Depuis quelques semaines, on constate que l'attention médiatique et populaire, soulagée partiellement de l'Irak et totalement de George Bush, se tourne en bloc vers l'Afghanistan. Vers l'«autre» guerre. Celle qui se dégrade en silence, celle qui est dangereusement liée à l'islamisation croissante du Pakistan voisin.

En entrevue à CNN et au Wall Street Journal au cours des derniers jours, Stephen Harper a prédit que «nous ne vaincrons pas l'insurrection seulement en demeurant là», dans ce pays dont toute l'histoire est une chaîne de violence presque sans interruption.

 

Entendant cela, les trois partis de l'opposition ont crié victoire à la Chambre des communes, hier, estimant que le premier ministre se rend ainsi à leurs arguments. En fait, Harper reprenait grosso modo l'analyse contenue dans un «manuel de contre-insurrection» récemment mis en circulation par le ministère de la Défense nationale et signé par le commandant de l'armée de terre, Andrew Leslie; on y prévient qu'une paix durable en Afghanistan viendra, non pas des armes, mais d'une solution politique.

Qu'importe: on voit ce que cela sous-entend. Et ce n'est pas particulièrement gai aux yeux de quiconque entretient encore un brin d'idéalisme.

Cela implique en effet qu'il faudra, comme nous l'avons déjà noté ici, négocier avec certaines des factions talibanes, celles qui, au minimum, n'entretiennent pas de liens avec le djihad global. Qu'il faudra «apprendre à vivre avec l'islam radical», comme le résume Fareed Zakaria dans Newsweek.

Ce qui veut dire: accepter le fait que, lorsqu'elle sera un jour laissée à elle-même, la société afghane sera asymétrique. Au mieux, en partie démocratique et en partie féodale. Soumise pour une bonne part à des codes étouffants et rétrogrades, en particulier pour les femmes. Peu apte à assurer à sa population, même à long terme, une existence se situant ne serait-ce qu'un peu au-dessus du niveau de la misère... et il vaut mieux ne pas trop miser sur cette bouée morale que constitue l'aide internationale, surtout non protégée, comme les dernières décennies l'ont douloureusement démontré un peu partout dans le monde. Fin des illusions.

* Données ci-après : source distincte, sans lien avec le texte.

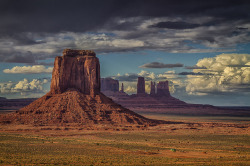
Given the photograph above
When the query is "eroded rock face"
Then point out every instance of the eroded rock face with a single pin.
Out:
(75, 98)
(163, 89)
(109, 84)
(77, 69)
(141, 86)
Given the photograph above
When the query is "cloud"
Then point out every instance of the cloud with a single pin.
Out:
(225, 79)
(175, 25)
(190, 73)
(195, 67)
(216, 25)
(23, 87)
(28, 69)
(160, 65)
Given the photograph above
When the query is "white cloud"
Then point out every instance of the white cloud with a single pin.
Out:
(231, 73)
(23, 87)
(28, 69)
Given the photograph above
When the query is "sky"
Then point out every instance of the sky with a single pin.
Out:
(201, 47)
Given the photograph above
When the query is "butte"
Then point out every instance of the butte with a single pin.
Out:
(75, 99)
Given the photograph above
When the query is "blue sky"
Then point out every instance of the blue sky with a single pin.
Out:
(203, 49)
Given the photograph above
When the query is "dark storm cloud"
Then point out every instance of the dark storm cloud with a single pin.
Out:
(129, 77)
(160, 65)
(44, 28)
(191, 73)
(17, 57)
(175, 25)
(195, 67)
(88, 15)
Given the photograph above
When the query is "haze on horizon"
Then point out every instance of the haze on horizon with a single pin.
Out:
(202, 48)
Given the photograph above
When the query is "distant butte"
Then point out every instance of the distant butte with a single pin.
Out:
(75, 98)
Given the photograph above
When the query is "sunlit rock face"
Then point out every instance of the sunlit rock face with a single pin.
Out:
(75, 97)
(77, 69)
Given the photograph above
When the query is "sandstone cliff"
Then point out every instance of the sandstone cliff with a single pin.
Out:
(75, 97)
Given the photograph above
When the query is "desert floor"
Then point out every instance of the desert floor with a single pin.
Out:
(186, 140)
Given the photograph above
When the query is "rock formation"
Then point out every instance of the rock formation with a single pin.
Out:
(77, 69)
(122, 88)
(109, 84)
(152, 89)
(163, 89)
(141, 86)
(75, 97)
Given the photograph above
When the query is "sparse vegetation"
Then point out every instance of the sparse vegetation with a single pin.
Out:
(122, 148)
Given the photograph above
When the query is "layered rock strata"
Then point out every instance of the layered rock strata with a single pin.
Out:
(75, 97)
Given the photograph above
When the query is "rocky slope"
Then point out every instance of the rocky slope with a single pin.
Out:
(75, 97)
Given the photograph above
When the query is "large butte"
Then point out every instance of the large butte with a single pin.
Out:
(75, 98)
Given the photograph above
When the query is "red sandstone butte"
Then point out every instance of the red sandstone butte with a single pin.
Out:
(75, 97)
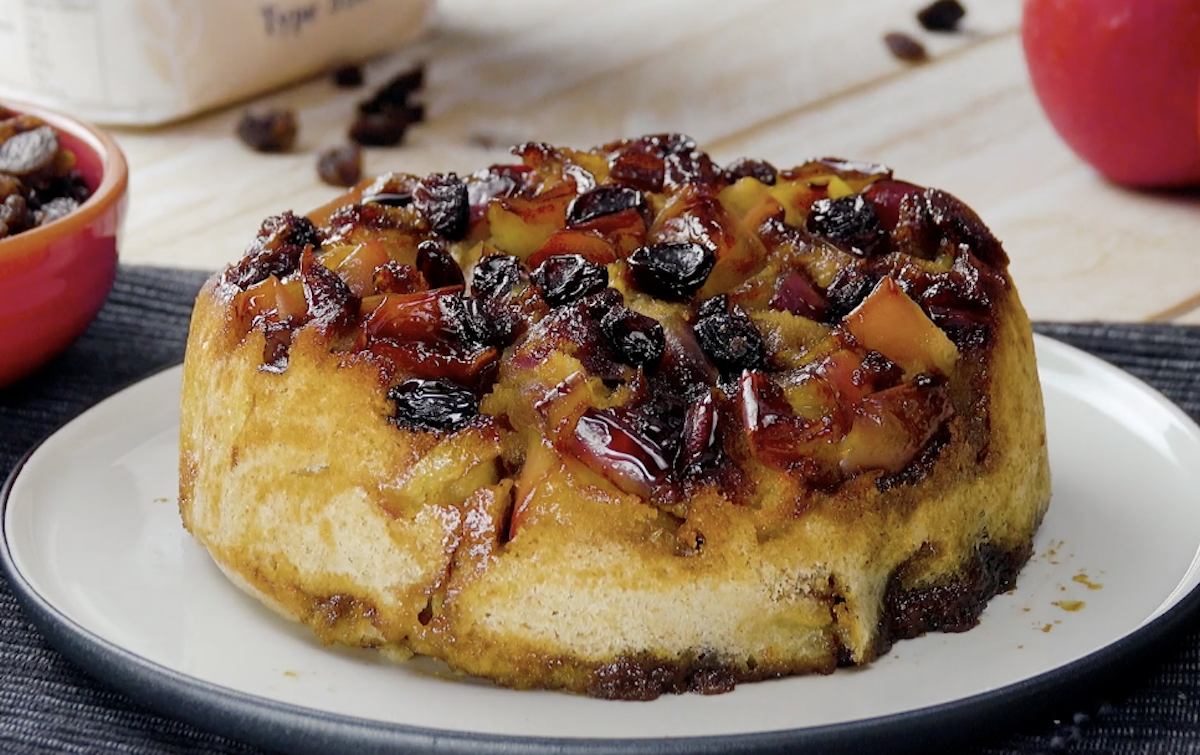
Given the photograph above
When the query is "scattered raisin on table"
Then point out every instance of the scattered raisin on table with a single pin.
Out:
(341, 166)
(904, 47)
(348, 76)
(941, 16)
(384, 119)
(273, 131)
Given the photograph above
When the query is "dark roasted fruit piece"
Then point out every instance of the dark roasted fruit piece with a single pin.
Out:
(330, 303)
(731, 341)
(437, 265)
(847, 289)
(568, 277)
(274, 131)
(442, 199)
(394, 277)
(341, 166)
(673, 270)
(745, 167)
(636, 339)
(796, 294)
(495, 275)
(603, 201)
(275, 251)
(699, 448)
(850, 222)
(432, 405)
(609, 444)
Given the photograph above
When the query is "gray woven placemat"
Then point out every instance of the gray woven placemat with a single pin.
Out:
(47, 705)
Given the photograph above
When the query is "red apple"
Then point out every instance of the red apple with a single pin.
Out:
(1119, 81)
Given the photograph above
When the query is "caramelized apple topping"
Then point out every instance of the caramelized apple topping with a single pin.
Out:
(659, 319)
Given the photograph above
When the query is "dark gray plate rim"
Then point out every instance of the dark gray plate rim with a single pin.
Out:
(295, 729)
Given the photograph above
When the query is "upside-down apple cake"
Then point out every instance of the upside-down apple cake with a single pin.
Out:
(619, 421)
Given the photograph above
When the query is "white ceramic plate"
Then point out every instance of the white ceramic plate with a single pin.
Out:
(94, 546)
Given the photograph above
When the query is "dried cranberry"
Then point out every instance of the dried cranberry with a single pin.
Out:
(731, 341)
(495, 275)
(567, 277)
(850, 222)
(341, 166)
(432, 405)
(941, 16)
(747, 167)
(671, 270)
(603, 201)
(442, 201)
(437, 265)
(274, 131)
(636, 339)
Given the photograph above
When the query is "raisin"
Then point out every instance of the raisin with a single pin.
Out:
(603, 201)
(850, 222)
(941, 16)
(29, 151)
(731, 341)
(348, 76)
(400, 88)
(568, 277)
(274, 131)
(442, 201)
(636, 339)
(54, 209)
(759, 169)
(432, 405)
(671, 270)
(904, 47)
(341, 166)
(495, 275)
(437, 265)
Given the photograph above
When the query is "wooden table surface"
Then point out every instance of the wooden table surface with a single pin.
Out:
(780, 79)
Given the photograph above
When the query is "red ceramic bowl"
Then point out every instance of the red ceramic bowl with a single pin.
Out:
(54, 277)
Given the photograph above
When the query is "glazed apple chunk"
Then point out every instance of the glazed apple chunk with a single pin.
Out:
(664, 321)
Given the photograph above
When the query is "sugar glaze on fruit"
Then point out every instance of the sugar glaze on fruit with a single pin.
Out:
(815, 311)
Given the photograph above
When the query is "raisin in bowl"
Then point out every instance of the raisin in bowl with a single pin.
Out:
(63, 198)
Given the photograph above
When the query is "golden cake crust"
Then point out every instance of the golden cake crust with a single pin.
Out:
(491, 549)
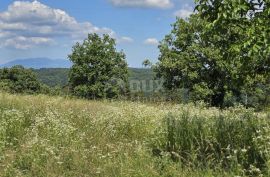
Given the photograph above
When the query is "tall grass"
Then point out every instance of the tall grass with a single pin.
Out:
(236, 140)
(56, 136)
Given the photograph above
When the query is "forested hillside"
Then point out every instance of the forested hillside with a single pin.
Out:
(59, 76)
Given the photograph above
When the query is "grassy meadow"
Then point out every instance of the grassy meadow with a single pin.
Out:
(57, 136)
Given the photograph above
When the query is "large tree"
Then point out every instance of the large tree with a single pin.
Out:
(19, 80)
(98, 70)
(213, 64)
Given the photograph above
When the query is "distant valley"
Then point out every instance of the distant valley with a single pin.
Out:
(37, 63)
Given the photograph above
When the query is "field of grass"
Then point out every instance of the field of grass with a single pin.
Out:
(56, 136)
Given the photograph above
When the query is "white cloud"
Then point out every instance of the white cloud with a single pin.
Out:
(185, 12)
(151, 41)
(27, 24)
(24, 43)
(162, 4)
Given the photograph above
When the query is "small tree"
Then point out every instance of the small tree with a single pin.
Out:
(19, 80)
(147, 63)
(98, 70)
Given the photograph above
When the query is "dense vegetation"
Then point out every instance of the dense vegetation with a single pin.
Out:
(218, 57)
(53, 76)
(54, 136)
(214, 56)
(59, 76)
(98, 70)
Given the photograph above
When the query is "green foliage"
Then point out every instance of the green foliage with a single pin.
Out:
(19, 80)
(53, 76)
(55, 136)
(98, 70)
(212, 62)
(235, 140)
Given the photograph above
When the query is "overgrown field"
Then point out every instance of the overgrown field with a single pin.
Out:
(55, 136)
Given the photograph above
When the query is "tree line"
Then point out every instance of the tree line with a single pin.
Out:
(219, 55)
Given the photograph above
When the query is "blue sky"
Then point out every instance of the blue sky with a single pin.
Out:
(49, 28)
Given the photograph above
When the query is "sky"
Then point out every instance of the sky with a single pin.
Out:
(49, 28)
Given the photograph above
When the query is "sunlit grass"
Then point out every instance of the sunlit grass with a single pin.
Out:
(56, 136)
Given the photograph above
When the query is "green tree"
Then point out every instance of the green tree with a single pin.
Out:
(209, 63)
(98, 70)
(19, 80)
(147, 63)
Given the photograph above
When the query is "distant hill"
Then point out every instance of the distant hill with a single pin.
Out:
(38, 63)
(59, 76)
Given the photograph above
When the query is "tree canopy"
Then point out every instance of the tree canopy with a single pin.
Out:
(217, 53)
(19, 80)
(98, 70)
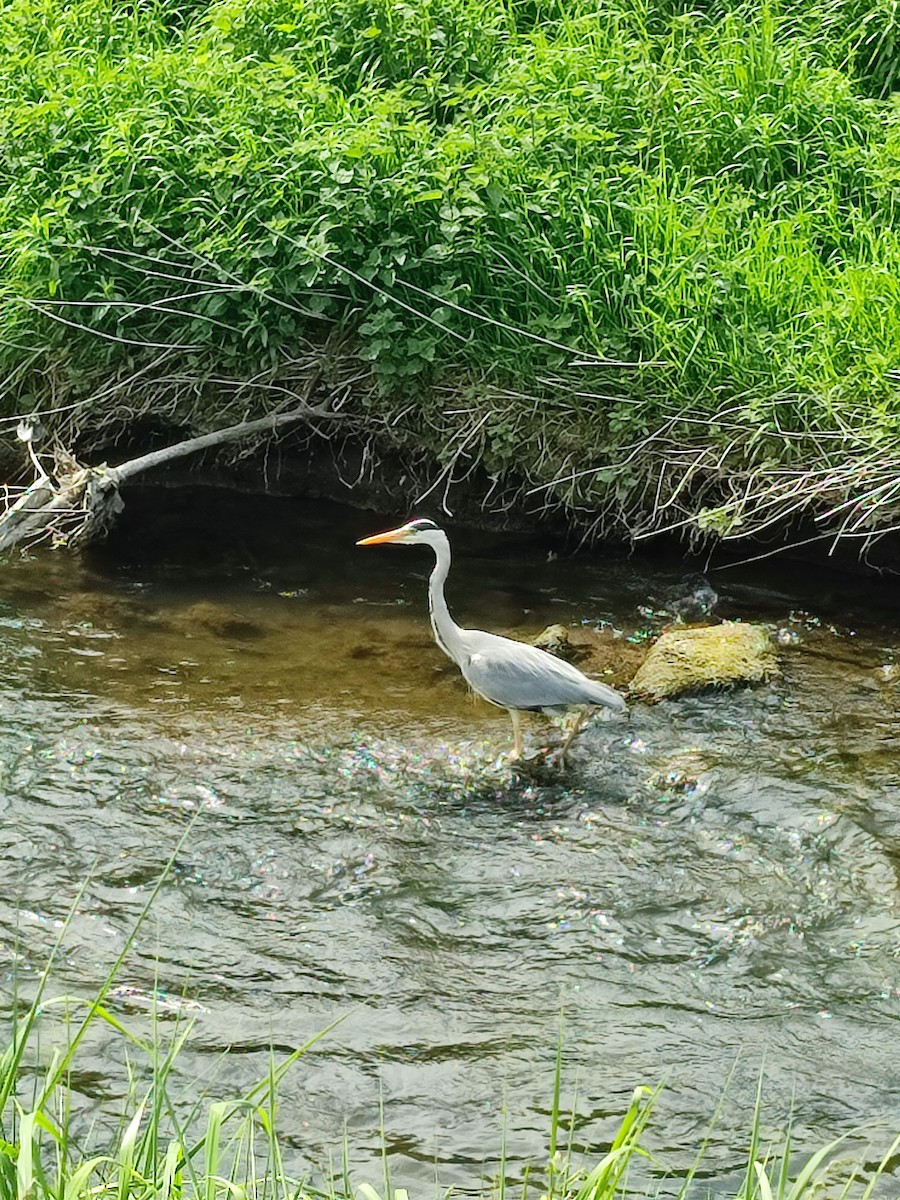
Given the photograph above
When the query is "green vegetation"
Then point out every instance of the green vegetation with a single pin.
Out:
(231, 1149)
(463, 211)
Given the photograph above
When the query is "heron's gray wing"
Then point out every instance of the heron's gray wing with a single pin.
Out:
(515, 675)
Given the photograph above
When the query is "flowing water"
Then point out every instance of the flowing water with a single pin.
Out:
(711, 892)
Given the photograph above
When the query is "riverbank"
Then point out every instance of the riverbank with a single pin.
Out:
(639, 267)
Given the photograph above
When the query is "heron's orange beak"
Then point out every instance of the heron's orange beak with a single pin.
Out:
(379, 538)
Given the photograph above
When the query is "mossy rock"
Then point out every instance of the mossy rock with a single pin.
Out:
(688, 659)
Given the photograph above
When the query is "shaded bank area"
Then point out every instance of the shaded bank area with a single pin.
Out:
(637, 265)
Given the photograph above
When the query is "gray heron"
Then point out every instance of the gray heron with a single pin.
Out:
(508, 673)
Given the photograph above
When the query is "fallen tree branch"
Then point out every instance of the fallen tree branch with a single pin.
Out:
(73, 502)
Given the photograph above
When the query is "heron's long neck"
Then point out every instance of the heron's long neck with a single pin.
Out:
(447, 631)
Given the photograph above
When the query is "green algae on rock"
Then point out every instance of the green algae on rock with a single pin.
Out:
(687, 659)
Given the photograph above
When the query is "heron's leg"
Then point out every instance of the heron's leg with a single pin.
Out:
(575, 729)
(516, 718)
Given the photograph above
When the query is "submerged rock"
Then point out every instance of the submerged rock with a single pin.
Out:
(687, 659)
(556, 640)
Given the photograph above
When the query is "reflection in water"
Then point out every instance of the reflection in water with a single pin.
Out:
(713, 886)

L'image qui émerge de tout cela, c'est celle d'une grande impuissance de l'Occident.

Car même si l'on contemple ce qu'il advient de l'objectif urgent et premier de l'opération afghane, celui de priver la terreur islamiste d'une base arrière sécuritaire, il faut bien constater qu'on n'y est pas vraiment arrivé non plus: les cadres supérieurs d'Al-Qaeda ont tout simplement déménagé... Et si le bureau-chef benladien a perdu beaucoup de son élan, cela relève davantage de sa propension à massacrer des musulmans au nom de l'islam que des coups reçus de l'extérieur.

Bref, depuis que Barack Obama est entré à la Maison-Blanche, il y a six semaines, on a compris que le mot «victoire» avait perdu son sens, en Afghanistan. Avant de décider quoi que ce soit, il faudra maintenant lui en trouver un nouveau.